Você tem uma expectativa de que a gente tenha algum efeito nas nossas exportações? Porque a gente está no período de transição para essa regra antidesmatamento passar a vigorar. Se essas regras não forem afrouxadas, o Brasil perderia parte do seu mercado na Europa? Eu acho que, objetivamente, sim, porque, da forma como a legislação está colocada, são dois critérios colocados pela União Europeia. O primeiro é a proibição de importações de produtos que tem origem a áreas abertas após 31 de dezembro de 2020. Então, a gente está falando, por exemplo, de grãos, a gente está falando de soja, de pecuária. Estamos falando de café. Algumas culturas já vem de áreas que foram abertas há muito tempo. Mas, se a gente fala de soja, por exemplo, sabe que tem abertura legal. O Brasil tem uma fronteira agrícola e vem se expandindo nesse período de forma legal. Então esses produtos, mesmo que tenham sido abertos legalmente, respeitando o Código Florestal, não será possível mais enviar para a União Europeia.

Você está otimista? A gente vai continuar com acesso ao mercado ou está mais preocupada com os últimos episódios? Eu acho que houve um avanço. O fato do bloco ter encaminhado a carta, a contraproposta desse documento adicional, dessa “sideletter”, incluindo este item, especificamente, me dá um pouco de esperança de que essas negociações sejam mais sistêmicas, e não uma negociação olhando simplesmente a letra do texto que foi negociado do acordo do Mercosul-União Europeia em 2019. Acho que teve, sim, na semana passada, no dia 15, quando essa carta foi enviada. Se a negociação for nessas bases, o que depende agora é o outro lado. Ou seja, qual vai ser a resposta da União Europeia com relação a isso. Nas conversas com representações diplomáticas do bloco, a gente vê uma vontade muito grande deles para que esse acordo realmente aconteça, para que esse período de negociação seja absolutamente finalizado e a gente passe a fase de ratificação, que também demora. Do ponto de vista de negociação, isso se encerraria, mas eles têm uma vontade muito grande. Isso é dito por quase todos. A gente sabe que tem alguns países mais resistentes. Vai depender do retorno da União Europeia com relação à proposta que foi enviada pelo Mercosul.

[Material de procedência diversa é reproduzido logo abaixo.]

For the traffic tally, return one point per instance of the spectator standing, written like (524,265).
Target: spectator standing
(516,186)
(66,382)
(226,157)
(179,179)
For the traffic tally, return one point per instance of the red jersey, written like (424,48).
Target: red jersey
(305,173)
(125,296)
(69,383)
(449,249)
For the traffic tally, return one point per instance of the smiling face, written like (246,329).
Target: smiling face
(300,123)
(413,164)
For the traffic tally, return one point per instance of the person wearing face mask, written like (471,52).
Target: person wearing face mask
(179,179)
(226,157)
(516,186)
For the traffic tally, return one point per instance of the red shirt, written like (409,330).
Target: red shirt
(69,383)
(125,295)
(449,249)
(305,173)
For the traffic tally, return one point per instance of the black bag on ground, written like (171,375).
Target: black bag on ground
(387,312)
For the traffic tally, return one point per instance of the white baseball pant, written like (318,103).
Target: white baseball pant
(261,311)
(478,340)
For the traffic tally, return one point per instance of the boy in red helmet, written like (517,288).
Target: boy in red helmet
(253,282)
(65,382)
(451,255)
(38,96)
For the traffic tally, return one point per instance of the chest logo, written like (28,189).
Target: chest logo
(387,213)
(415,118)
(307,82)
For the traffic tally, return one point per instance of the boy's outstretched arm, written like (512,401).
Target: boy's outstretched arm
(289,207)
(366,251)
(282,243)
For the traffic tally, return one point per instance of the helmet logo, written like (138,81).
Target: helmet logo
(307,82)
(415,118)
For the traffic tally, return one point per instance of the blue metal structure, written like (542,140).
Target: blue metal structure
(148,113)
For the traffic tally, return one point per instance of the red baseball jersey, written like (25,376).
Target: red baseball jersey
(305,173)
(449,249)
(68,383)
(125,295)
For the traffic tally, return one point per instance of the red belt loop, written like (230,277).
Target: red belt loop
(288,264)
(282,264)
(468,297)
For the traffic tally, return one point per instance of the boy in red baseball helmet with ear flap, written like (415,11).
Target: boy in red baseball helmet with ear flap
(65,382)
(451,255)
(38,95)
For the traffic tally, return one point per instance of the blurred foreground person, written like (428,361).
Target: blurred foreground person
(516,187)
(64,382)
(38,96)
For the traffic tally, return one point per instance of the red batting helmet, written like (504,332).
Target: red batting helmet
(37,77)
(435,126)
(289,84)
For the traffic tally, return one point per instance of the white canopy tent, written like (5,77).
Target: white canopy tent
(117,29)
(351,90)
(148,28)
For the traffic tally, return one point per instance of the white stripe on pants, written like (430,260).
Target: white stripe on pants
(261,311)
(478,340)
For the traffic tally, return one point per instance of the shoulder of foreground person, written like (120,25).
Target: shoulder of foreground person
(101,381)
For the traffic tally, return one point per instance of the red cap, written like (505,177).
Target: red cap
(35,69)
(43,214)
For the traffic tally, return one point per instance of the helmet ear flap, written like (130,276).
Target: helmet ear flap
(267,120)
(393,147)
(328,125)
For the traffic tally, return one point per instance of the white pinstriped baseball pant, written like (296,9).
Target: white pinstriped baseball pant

Na última vez em que esteve aqui, você nos chamou atenção para os Estados Unidos e Reino Unido, que avaliam adotar medidas parecidas com a da União Europeia. Isso avançou? Avançou. Os Estados Unidos fizeram um estudo a pedido da presidência do país. É um estudo para avaliar a possibilidade e os impactos, quais os caminhos seriam possíveis para o governo americano adotar no sentido de ter cadeias de fornecimento livres de desmatamento. Esse é o tema né? Esse estudo foi publicado alguns meses atrás. Nós tivemos uma conversa com a Embaixada dos Estados Unidos aqui, eles apresentaram para nós o documento. O documento é bem pragmático, coloca a importância do tema, mas também questões práticas de como que seria implementado, faz referência à legislação da União Europeia, não como uma legislação positiva, como uma legislação que vai gerar muito custo. É um impacto para a estrutura do governo americano. Por exemplo, ele deixa claro que o governo americano não teria uma estrutura neste momento para botar em operação uma legislação como a da União Europeia. O resultado que saiu desse estudo que foi feito pelo governo americano está caminhando de forma mais pragmática do que essa legislação da União Europeia. Com relação ao Reino Unido, eles ainda não soltaram o texto. Mas o que a gente tem ouvido falar é que um ponto central da legislação é a distinção entre o desmatamento legal e o’desmatamento ilegal. E o Reino Unido tem afirmado para nós, aqui na CNA, que isso será admitido. Só lembrando: a legislação da União Europeia não faz distinção entre abertura legal ou ilegal, e também é retroativa.